Faz-me lembrar da discussão travada, em agravo regimental, na Ação Direta de Inconstitucionalidade (ADI) nº 3.153, entre os ministros Carlos Mário Velloso (aposentado), Sepúlveda Pertence (falecido) e Carlos Ayres Britto (aposentado), onde este último consignou:
“Os direitos sociais, embora não clausulados de pétreos, são pétreos; eles são implicitamente pétreos, não explicitamente” [2].
Isso porque, embora a literalidade do inciso IV do § 4º do artigo 60 da Constituição da República registre “direitos e garantias individuais”, reportando-se, aparentemente, apenas ao Capítulo I do Título I, excluindo os direitos sociais, previstos no Capítulo II, trata-se apenas de dimensões dos direitos fundamentais, com os direitos individuais compondo a primeira dimensão e os direitos sociais, a segunda.
E, entre os direitos sociais, pétreos e de aplicação (não aplicabilidade) imediata [3], previstos na Constituição da República, encontra-se a proteção à relação de emprego contra despedida arbitrária ou sem justa causa, “nos termos de lei complementar”, que preverá indenização compensatória, dentre outros direitos [4].
Aqui já há uma teratologia, em face de mais de trinta anos de omissão legislativa, até porque, como cirurgicamente explicitou Michel Temer, a Constituição da República conferiu “eficácia plena a todos os preceitos constitucionais em face da previsão do controle da inconstitucionalidade por omissão” [5].
Porém, ainda segundo a Constituição da República, até que seja promulgada a lei complementar a que se refere o artigo 7º, I, fica vedada a dispensa arbitrária ou sem justa causa da empregada gestante, desde a confirmação da gravidez até cinco meses após o parto [6].
Ao interpretar esta disposição normativa, o STF fixou a seguinte norma, vazada no Tema nº 497 da repercussão geral: “A incidência da estabilidade prevista no art. 10, inc.
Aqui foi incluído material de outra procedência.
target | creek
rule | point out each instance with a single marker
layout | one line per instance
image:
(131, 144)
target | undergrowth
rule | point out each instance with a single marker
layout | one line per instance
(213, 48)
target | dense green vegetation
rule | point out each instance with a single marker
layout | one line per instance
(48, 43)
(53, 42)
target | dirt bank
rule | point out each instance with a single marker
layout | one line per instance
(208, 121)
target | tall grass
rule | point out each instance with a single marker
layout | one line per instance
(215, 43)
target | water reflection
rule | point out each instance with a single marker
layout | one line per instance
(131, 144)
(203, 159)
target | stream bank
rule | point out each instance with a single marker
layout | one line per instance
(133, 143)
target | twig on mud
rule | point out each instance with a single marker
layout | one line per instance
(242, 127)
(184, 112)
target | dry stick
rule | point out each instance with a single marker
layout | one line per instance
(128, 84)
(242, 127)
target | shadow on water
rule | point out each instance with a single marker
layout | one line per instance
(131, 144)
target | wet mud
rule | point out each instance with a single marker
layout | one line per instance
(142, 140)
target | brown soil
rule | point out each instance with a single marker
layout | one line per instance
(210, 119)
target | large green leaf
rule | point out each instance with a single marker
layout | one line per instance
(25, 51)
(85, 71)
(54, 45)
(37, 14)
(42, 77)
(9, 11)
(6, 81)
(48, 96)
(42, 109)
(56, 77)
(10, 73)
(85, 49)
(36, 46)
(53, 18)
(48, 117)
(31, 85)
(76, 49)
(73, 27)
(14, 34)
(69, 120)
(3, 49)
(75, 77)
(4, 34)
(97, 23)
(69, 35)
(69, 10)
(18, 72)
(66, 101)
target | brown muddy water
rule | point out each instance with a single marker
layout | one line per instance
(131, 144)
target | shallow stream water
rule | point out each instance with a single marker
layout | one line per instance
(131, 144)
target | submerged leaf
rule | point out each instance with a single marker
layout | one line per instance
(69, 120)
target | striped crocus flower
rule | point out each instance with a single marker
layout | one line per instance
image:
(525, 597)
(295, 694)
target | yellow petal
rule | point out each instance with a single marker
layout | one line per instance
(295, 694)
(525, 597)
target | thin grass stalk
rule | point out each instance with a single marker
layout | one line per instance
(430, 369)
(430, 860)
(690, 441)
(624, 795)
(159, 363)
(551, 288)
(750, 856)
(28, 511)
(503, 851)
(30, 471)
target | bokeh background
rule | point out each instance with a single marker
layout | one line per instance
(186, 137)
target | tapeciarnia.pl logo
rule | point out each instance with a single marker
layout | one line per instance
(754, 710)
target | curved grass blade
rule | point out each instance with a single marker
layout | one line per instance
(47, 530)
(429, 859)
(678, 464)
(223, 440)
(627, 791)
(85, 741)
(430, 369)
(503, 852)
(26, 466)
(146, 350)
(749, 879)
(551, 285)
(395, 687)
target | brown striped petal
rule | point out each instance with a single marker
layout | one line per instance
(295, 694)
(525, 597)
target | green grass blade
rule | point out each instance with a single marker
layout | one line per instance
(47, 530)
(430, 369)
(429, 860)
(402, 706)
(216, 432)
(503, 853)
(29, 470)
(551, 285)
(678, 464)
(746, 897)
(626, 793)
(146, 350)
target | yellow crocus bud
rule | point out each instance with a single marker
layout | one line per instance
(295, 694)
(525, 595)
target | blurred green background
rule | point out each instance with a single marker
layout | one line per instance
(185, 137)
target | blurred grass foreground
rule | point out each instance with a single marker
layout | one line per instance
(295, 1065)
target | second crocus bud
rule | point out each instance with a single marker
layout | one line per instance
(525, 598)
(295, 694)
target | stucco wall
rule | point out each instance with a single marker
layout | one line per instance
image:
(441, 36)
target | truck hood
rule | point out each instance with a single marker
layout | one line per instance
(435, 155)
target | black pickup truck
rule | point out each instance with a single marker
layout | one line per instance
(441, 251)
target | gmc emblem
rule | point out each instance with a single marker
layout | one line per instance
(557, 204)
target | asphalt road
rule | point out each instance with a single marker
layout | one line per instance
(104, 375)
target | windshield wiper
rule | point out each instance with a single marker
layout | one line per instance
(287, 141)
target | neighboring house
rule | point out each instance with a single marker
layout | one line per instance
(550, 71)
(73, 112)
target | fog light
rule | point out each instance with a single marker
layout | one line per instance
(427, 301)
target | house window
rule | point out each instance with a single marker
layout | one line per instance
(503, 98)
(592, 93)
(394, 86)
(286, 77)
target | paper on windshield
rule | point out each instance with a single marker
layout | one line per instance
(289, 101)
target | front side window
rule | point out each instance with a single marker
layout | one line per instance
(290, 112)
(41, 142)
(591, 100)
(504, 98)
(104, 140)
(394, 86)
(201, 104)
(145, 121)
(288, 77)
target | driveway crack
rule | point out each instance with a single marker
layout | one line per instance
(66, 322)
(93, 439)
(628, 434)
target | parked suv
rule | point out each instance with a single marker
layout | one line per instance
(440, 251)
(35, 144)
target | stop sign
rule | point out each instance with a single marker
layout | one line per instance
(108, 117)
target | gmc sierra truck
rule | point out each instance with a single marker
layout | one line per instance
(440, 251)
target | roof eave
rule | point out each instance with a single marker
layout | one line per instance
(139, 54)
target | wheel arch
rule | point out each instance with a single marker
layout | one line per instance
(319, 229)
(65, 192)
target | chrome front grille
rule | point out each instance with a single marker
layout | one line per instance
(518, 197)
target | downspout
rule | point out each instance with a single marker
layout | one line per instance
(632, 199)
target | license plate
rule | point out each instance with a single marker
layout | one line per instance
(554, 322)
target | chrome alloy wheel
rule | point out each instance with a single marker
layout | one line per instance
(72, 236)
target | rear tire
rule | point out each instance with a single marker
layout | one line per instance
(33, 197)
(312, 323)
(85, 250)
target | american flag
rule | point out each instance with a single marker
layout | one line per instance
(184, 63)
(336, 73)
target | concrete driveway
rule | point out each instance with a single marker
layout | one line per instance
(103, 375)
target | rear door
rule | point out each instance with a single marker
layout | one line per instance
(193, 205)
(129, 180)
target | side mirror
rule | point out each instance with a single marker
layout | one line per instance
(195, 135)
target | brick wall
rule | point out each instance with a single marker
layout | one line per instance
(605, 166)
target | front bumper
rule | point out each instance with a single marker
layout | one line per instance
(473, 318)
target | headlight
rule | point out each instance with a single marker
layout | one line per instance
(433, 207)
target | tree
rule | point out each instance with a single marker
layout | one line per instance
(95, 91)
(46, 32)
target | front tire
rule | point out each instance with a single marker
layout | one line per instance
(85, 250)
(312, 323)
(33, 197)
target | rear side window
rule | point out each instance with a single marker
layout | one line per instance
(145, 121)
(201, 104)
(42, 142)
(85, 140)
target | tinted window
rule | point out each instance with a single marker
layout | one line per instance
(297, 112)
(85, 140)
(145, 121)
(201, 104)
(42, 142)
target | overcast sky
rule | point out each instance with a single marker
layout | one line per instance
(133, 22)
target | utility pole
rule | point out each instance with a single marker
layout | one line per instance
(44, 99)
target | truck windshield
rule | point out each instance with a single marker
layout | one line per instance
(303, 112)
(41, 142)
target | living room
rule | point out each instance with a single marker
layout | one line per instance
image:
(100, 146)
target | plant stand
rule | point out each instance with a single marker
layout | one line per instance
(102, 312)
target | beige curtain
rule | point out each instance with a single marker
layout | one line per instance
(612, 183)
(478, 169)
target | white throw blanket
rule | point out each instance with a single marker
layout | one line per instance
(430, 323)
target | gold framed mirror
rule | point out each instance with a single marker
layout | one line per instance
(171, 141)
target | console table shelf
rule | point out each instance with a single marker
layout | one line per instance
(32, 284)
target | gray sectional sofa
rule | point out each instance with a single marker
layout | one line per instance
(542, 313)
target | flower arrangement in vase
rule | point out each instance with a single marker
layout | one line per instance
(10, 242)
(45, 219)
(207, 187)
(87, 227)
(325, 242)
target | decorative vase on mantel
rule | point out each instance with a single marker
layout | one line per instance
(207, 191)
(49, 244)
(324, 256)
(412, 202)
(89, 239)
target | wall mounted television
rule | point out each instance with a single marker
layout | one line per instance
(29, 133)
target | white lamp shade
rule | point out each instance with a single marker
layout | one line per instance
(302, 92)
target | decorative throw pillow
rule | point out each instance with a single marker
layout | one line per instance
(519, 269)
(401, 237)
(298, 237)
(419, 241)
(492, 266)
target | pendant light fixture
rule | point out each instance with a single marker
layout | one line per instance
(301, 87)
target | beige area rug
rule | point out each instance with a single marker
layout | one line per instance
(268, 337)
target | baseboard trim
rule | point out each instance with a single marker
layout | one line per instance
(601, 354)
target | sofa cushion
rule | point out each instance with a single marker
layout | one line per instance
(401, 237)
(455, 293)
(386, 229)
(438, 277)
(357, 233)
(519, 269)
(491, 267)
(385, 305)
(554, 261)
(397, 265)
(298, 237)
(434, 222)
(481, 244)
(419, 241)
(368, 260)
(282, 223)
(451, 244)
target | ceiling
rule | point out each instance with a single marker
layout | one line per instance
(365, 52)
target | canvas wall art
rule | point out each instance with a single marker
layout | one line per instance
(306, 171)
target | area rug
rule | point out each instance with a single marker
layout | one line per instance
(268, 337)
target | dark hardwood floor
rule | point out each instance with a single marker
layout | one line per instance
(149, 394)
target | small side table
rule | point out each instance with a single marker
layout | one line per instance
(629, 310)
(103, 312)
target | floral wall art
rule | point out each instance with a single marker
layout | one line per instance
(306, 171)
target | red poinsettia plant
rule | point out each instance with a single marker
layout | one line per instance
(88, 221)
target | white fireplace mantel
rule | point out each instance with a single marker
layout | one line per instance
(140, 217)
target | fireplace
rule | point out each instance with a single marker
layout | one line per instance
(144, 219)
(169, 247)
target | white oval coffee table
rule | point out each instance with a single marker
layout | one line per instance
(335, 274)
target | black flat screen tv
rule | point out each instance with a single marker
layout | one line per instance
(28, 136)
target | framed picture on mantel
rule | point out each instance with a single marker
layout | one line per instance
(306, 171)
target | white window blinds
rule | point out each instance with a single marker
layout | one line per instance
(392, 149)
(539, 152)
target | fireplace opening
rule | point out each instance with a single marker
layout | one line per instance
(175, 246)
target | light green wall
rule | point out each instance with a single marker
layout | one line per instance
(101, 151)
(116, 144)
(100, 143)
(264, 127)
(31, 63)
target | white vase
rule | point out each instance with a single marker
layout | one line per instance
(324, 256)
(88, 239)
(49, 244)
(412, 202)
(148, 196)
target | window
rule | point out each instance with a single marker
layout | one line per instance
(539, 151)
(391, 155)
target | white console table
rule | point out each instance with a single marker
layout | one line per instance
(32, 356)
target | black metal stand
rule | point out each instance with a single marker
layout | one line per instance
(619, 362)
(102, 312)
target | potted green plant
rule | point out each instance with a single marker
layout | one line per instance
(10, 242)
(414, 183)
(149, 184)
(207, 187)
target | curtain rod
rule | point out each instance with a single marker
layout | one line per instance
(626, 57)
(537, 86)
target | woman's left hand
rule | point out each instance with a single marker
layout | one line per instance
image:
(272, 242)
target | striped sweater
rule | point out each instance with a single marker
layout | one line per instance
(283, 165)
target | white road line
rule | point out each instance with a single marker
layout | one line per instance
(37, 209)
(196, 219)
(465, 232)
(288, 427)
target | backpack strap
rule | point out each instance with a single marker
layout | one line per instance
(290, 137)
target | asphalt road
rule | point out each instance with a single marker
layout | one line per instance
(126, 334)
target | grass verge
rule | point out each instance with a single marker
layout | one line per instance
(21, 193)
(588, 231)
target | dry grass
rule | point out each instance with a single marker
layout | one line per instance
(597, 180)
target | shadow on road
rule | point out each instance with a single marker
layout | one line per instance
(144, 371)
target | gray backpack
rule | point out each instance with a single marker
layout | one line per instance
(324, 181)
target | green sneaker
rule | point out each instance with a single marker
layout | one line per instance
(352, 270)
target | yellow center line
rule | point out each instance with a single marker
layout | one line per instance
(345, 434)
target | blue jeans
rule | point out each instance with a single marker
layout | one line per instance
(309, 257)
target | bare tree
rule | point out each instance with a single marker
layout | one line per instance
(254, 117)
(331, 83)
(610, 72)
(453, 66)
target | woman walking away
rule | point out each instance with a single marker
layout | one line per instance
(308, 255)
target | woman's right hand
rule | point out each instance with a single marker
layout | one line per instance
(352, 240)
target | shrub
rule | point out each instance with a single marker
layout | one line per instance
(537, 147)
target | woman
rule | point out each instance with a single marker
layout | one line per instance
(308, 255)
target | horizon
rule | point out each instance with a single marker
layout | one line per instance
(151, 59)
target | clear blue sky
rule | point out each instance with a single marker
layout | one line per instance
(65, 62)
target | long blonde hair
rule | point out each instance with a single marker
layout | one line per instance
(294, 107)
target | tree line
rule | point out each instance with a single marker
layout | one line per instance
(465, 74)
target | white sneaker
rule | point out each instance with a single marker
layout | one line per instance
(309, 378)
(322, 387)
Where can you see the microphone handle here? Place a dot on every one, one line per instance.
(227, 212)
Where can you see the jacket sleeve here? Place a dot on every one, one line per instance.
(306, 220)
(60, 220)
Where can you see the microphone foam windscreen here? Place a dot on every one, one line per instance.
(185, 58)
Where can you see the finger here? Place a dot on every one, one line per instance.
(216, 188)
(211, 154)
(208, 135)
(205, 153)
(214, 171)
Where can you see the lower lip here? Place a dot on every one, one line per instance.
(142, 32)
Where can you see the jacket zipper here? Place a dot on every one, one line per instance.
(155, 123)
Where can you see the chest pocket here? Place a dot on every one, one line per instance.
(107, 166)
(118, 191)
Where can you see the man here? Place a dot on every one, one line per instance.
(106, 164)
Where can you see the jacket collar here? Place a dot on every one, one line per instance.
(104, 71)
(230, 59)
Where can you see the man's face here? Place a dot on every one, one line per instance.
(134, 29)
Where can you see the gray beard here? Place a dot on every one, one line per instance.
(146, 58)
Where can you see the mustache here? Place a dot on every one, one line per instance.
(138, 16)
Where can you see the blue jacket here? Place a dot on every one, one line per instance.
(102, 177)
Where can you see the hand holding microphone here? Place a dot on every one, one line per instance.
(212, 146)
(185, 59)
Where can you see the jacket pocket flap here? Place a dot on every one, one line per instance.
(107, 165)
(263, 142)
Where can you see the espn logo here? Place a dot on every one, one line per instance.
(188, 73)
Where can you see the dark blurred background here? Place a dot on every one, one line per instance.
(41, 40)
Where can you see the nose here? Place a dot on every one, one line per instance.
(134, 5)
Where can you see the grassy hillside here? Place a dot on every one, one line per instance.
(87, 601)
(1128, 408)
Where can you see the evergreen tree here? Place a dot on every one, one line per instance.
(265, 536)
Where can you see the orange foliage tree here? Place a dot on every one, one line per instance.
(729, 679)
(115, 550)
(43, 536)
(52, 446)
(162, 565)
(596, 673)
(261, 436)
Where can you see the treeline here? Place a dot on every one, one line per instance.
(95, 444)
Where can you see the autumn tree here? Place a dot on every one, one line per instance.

II, do ADCT, somente exige a anterioridade da gravidez à dispensa sem justa causa” [7].
Mas vejam. A discussão, no âmbito do STF, foi tão somente em definir o sentido e o alcance da expressão “confirmação da gravidez”, isto é, se a proteção constitucional exigiria apenas a presença do requisito biológico (a gravidez) ou se seria necessário o prévio conhecimento ou comprovação da gravidez no momento da dispensa. Esta foi a controvérsia, unicamente.
Tanto que o relator originário, ministro Marco Aurélio (aposentado), único vencido, votou no sentido de ser impertinente o elastecimento do conteúdo da locução “confirmação da gravidez” para abarcar o instante da concepção, pois impor a garantia ao emprego, independentemente da ciência pelo empregador do estado gravídico, seria “puni-lo” financeiramente sem o concurso de culpa ou dolo.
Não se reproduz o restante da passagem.